No intelligence can be even close to general // Yann LeCun

Intelligence is a phenomenon that actually nobody knows what it is and how it works.

sbagency
3 min readJan 22, 2024
https://www.linkedin.com/posts/yann-lecun_ai-cognitivescience-brain-activity-7155116980432158720-z4cG

Every intelligence is specialized, including human intelligence.
Intelligence is a collection of skills and an ability to acquire new ones quickly.
It cannot be measured with a scalar quantity.
No intelligence can be even close to general,
which is why the phrase “Artificial General Intelligence” makes no sense.
There is no question that machines will eventually equal and surpass human intelligence in all domains. But even those systems will not have “general” intelligence, for any reasonable definition of the word general.

AI, AGI, etc. — is just marketing, nothing more. There are many questions in what domains and what machines can do. Computers are just tools, they have no will of their own. A some model of will is possible to simulate, but it’ll be just a model. Truly autonomous systems and self-aware systems are projects of the very distant future.

Finite state machines are working right now everywhere, but they are not autonomous.

https://openreview.net/pdf?id=BZ5a1r-kVsf

How could machines learn as efficiently as humans and animals? How could machines learn to reason and plan? How could machines learn representations of percepts and action plans at multiple levels of abstraction, enabling them to reason, predict, and plan at multiple time horizons? This position paper proposes an architecture and training paradigms with which to construct autonomous intelligent agents. It combines concepts such as configurable predictive world model, behavior driven through intrinsic motivation, and hierarchical joint embedding architectures trained with self-supervised learning.

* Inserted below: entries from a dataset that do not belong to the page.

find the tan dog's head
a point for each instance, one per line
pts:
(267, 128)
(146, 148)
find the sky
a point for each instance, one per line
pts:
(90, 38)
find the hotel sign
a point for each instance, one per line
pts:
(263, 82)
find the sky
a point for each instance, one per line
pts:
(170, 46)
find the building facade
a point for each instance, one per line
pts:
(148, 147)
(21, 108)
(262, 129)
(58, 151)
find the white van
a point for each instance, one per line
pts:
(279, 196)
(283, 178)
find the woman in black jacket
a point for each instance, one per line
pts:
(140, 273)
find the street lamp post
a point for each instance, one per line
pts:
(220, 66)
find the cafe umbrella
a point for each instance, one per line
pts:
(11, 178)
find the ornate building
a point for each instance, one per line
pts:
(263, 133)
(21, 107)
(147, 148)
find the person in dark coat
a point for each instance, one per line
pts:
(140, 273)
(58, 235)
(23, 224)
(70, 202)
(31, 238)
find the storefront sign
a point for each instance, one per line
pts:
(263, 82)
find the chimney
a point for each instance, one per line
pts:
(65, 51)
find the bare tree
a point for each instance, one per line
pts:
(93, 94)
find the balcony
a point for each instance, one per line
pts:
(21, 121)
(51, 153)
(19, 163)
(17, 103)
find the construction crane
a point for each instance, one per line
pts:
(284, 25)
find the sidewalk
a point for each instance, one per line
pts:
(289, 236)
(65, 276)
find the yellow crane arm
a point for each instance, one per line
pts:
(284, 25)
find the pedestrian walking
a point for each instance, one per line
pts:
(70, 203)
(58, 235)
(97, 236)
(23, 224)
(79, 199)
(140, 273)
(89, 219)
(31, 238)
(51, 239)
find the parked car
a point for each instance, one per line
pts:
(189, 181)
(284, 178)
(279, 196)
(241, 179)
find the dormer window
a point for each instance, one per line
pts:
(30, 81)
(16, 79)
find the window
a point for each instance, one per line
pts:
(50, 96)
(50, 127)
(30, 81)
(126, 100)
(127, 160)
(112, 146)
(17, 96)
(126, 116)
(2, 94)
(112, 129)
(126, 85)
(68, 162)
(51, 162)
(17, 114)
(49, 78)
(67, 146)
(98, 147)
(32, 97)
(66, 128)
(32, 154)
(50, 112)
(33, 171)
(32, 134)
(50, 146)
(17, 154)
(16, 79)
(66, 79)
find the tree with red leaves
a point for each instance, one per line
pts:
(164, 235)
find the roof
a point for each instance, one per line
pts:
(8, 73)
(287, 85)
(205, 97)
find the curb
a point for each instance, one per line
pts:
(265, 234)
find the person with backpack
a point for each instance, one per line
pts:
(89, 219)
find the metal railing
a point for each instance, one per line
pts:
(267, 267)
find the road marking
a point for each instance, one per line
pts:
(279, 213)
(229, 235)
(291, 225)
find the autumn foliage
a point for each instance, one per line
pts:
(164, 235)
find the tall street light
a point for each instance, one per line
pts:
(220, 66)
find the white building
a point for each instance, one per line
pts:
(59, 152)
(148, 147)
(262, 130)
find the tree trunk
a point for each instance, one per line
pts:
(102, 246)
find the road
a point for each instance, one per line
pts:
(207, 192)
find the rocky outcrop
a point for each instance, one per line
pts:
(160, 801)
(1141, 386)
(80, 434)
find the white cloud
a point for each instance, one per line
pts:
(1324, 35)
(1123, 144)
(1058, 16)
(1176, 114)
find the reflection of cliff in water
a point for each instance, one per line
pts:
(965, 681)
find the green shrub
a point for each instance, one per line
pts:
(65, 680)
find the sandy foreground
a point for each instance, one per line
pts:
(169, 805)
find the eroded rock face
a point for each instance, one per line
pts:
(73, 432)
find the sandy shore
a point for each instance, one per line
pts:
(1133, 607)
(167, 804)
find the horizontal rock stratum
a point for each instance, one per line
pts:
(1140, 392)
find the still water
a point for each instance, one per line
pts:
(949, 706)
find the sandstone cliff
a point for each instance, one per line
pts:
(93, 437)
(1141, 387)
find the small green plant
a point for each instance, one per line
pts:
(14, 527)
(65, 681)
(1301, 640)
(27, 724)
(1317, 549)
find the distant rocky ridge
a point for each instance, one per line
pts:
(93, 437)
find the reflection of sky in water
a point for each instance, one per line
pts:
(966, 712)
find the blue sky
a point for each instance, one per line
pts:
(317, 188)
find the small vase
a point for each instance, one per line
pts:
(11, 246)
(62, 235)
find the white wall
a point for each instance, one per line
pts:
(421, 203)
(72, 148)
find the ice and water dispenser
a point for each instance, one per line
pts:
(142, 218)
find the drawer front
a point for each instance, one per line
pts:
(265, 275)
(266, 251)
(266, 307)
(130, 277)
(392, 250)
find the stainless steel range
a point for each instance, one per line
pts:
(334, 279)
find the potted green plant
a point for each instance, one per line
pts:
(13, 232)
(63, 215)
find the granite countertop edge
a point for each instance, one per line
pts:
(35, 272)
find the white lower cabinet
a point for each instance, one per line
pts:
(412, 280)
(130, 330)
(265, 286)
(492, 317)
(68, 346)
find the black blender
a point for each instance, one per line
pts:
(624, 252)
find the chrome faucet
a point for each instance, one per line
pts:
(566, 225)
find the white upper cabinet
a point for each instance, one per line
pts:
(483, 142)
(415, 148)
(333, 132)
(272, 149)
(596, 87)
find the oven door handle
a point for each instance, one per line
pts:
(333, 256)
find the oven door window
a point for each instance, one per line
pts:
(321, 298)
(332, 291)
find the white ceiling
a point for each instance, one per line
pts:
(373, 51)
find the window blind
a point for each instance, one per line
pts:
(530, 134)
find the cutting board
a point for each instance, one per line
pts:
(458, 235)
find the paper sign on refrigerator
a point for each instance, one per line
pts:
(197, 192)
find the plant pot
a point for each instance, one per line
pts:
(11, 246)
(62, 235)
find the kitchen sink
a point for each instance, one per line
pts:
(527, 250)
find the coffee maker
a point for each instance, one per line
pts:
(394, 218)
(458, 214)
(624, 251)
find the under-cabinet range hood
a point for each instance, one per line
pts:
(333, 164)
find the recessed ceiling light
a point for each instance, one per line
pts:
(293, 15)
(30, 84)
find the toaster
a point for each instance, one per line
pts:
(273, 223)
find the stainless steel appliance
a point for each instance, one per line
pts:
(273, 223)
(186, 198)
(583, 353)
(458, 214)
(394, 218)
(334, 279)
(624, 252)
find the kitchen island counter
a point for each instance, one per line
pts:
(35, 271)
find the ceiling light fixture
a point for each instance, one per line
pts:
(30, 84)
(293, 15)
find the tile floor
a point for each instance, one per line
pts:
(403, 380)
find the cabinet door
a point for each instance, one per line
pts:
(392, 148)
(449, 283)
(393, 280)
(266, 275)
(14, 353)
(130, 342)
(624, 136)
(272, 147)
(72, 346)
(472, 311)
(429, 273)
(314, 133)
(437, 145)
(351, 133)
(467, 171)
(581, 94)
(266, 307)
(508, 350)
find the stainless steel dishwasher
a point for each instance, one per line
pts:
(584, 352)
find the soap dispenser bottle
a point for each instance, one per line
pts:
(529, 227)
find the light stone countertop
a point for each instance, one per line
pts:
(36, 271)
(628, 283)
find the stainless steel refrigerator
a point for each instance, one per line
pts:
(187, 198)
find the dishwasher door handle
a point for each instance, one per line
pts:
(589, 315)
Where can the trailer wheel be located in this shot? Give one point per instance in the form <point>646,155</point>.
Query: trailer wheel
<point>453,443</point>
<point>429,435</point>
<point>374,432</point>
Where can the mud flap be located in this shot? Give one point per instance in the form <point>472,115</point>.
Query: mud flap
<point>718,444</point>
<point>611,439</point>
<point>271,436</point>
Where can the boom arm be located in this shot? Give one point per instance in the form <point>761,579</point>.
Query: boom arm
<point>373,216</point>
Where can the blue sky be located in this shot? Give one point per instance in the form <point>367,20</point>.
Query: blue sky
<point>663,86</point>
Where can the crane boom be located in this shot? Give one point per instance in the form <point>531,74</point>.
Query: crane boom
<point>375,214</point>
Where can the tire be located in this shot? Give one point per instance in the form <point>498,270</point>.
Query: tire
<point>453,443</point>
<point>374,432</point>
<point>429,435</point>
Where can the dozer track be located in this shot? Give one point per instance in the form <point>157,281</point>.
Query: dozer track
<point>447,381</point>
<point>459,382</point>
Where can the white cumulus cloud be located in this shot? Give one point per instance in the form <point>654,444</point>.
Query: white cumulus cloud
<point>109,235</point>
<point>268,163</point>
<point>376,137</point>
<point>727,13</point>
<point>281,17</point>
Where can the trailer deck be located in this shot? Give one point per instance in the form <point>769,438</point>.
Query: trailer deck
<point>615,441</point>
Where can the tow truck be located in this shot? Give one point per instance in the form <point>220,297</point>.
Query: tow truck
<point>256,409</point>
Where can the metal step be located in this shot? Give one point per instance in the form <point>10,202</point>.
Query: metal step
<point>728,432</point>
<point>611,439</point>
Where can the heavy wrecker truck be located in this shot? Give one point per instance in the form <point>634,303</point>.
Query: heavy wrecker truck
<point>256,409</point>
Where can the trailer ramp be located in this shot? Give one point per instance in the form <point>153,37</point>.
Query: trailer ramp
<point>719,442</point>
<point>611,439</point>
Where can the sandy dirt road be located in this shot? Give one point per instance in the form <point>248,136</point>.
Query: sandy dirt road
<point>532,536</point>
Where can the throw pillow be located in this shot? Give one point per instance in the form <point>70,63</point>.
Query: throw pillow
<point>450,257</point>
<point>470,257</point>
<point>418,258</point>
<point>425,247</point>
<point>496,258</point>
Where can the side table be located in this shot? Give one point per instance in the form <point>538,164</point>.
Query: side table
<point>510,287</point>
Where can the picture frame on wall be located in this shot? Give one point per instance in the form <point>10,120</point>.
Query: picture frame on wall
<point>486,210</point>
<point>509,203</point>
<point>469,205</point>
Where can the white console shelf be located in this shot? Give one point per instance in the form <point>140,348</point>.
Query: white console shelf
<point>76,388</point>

Here are a few key points:

- The paper proposes an architecture for autonomous intelligent agents that includes modules for perception, world modeling, cost evaluation, short-term memory, acting, and configuration.

- A key component is the world model, which learns to predict future states of the world. This allows the agent to simulate and evaluate different courses of action. The world model uses a hierarchy of joint embedding architectures (JEPAs) to make multi-level predictions.

- JEPAs make predictions in a learned representation space rather than predicting every detail. This allows ignoring unpredictable or irrelevant details. JEPAs can represent uncertainty and multi-modality through encoder invariance and latent variables.

- The world model and other components like the cost function are trained with a regularization approach rather than contrastive methods. This avoids issues like the curse of dimensionality that affect contrastive methods.

- The cost module drives the agent’s behavior and incorporates intrinsic costs (for basic drives) and a trainable critic that predicts future costs. The actor module searches for action sequences that minimize predicted cost.

- The configurator oversees the system and adjusts components for the task at hand. This allows sharing knowledge across tasks by reconfiguring a general world model.

- Hierarchical planning is enabled by multi-level predictions and cost functions. High-level plans are refined into lower-level actions.

- The architecture is proposed as a path towards autonomous machine intelligence, common sense, and more human-like learning. Connections are drawn to concepts in cognitive science and neuroscience.